ISU physicist loans expertise to national program

Eli Rosenberg and other physics leaders in a South Dakota mine

Eli Rosenberg (far right) and other physics leaders work 4,850 feet below the surface at the Homestake Mine in Lead, S.D. File photo.

Eli Rosenberg is back in his Iowa State office, papers and books spread across his desk, an inbox full of requests for assistance, stories and photos from four years of national physics work at the ready.

Rosenberg, a professor and former chair of physics and astronomy, is back on campus after four years with the High Energy Physics Program within the U.S. Department of Energy's Office of Science. He moved out of the Zaffarano Physics Addition to DOE offices in Germantown, Md., as part of a temporary assignment with the agency.

"They asked me if I was interested," said Rosenberg, a veteran of collider physics work with the BaBar Experiment at the SLAC National Accelerator Laboratory in California and the ATLAS Experiment at the Large Hadron Collider in Europe. "I could bring in outside expertise and offer advice."
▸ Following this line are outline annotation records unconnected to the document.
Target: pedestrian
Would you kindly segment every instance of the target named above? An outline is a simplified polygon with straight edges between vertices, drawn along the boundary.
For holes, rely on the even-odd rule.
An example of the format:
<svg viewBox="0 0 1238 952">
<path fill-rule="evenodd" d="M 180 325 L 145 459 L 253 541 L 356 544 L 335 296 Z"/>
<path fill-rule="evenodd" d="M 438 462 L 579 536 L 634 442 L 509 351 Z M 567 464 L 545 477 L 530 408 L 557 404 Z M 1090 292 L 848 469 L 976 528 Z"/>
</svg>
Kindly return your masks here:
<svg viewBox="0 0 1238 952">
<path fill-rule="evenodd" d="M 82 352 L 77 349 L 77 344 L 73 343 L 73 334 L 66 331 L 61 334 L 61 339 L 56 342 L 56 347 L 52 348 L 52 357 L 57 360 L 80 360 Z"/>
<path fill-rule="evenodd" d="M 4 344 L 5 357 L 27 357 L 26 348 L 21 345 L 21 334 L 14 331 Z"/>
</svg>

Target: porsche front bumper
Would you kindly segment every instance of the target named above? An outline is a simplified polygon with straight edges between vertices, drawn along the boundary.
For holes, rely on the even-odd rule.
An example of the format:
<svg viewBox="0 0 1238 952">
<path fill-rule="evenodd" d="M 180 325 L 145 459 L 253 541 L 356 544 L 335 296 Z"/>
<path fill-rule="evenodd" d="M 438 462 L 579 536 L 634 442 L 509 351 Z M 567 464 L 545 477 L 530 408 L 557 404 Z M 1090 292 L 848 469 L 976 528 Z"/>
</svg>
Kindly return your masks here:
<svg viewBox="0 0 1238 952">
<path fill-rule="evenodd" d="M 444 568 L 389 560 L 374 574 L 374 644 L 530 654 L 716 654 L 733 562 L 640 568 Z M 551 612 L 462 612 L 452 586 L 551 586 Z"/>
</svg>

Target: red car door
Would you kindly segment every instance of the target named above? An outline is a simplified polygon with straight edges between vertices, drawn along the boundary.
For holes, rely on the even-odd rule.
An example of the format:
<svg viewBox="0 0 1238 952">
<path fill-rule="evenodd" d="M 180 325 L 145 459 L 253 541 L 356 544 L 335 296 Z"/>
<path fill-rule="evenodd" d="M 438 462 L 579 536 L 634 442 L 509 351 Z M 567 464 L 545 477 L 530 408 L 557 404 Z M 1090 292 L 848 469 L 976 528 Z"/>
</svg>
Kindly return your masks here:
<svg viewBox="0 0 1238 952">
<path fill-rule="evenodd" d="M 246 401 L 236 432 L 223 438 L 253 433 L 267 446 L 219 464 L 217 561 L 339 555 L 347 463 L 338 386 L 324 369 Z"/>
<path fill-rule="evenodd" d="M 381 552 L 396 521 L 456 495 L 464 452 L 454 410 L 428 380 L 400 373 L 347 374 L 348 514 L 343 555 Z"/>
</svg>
Who better to prepare fact sheets and presentations for Congress than a professor with a long history of teaching physics to freshmen?

"We always have to respond to questions justifying the science," Rosenberg said. "We spend a lot of time explaining the science."

Wearing many hats, including baseball

Rosenberg helped coordinate the panels that selected the country's top early career physicists for research awards as high as $500,000 per year for five years. He worked with the QuarkNet education program. He helped manage Department of Energy research grants. (And, when he could get away, a professor famous for his physics-of-baseball lectures spent a few hours with the Nationals and the Orioles.)

But mostly, he helped manage the proposed Long Baseline Neutrino Experiment. The experiment aims to shoot a beam packed with neutrinos 800 miles from the Fermi National Accelerator Laboratory in Batavia, Ill., to the Homestake Mine in Lead, S.D. The underground beam would cut across the northern quarter of Iowa, roughly from Dubuque to Mason City to the northwest corner of the state.

If and when the experiment is turned on, Iowans are never going to notice all those neutrinos racing at nearly light speed. That's because neutrinos – even though they're among the most abundant subatomic particles in the universe – usually race through matter without leaving a trace.

The experiment would shoot the neutrinos at a massive detector that will measure how they change over time and space. The resulting data could help physicists understand why the universe is dominated by matter – even though the universe should have started with equal parts matter and antimatter.

Piecing a project together

As originally planned, the experiment was expected to cost $1.5 billion to $2 billion. But budget cuts put the project in peril. And so researchers broke the project into phases that will be completed over several years. Phase I would have a price tag of about $800 million.

As program manager for the project, Rosenberg was part of the activity that kept the proposed experiment alive. (Mayly Sanchez, an Iowa State assistant professor of physics and astronomy with a joint appointment at the DOE's Argonne National Laboratory in Illinois, also has been involved with the long baseline experiment and other ongoing neutrino projects.)

A future in physics

Now that he's back on campus, Rosenberg is thinking about what's next in his physics career.

He could return to his previous work with particle colliders and the hunt for the Higgs boson. Or, he could continue his neutrino work of the past few years. That work has taken him to experiments in Japan, China and 4,850 feet below ground in a former South Dakota gold mine – and he's happy to share photos from all those physics adventures.

The pictures show Rosenberg really has had a front row view of the country's physics future.